First, let's convert the mass of the bullet to kilograms:
Mass of the bullet = 17.5 g = 0.0175 kg
Next, we'll calculate the initial velocity of the bullet:
Initial velocity of the bullet = 293 m/s (given)
Using the equation of motion, which relates displacement, initial velocity, final velocity, acceleration, and time, we have:
Final velocity of the bullet = 0 m/s (since the bullet comes to rest)
We need to find the deceleration, which is the negative acceleration experienced by the bullet. We can use the equation:
Final velocity^2 = Initial velocity^2 + 2 * acceleration * displacement
Rearranging the equation, we get:
Deceleration = (Final velocity^2 - Initial velocity^2) / (2 * displacement)

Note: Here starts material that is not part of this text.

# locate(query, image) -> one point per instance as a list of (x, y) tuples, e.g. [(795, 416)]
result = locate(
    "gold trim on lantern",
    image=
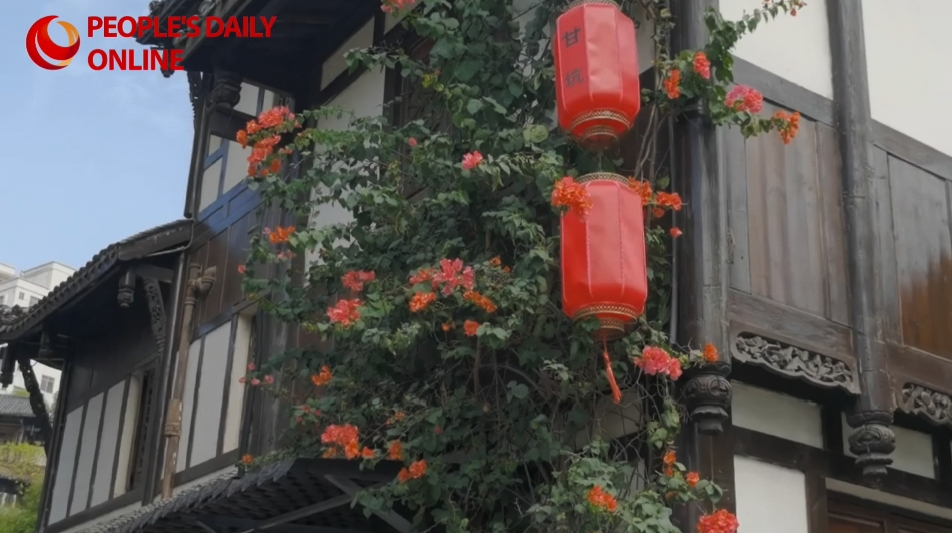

Deceleration = (0 - 293^2) / (2 * 0.236 m)
Now, we can solve for the deceleration:
Deceleration = -115226 / 0.472 = -244296.61 m/s^2
The deceleration is negative because it is opposite to the direction of the bullet's initial velocity.
The friction force acting on the bullet is equal to the mass of the bullet multiplied by its deceleration, and the direction of the friction force is opposite to the bullet's initial velocity.
Friction force = mass * deceleration
Friction force = 0.0175 kg * (-244296.61 m/s^2)
Friction force = -4274.92 N
Therefore, the magnitude of the friction force acting on the bullet is approximately 4274.92 N, and its direction is opposite to the initial velocity (toward the left).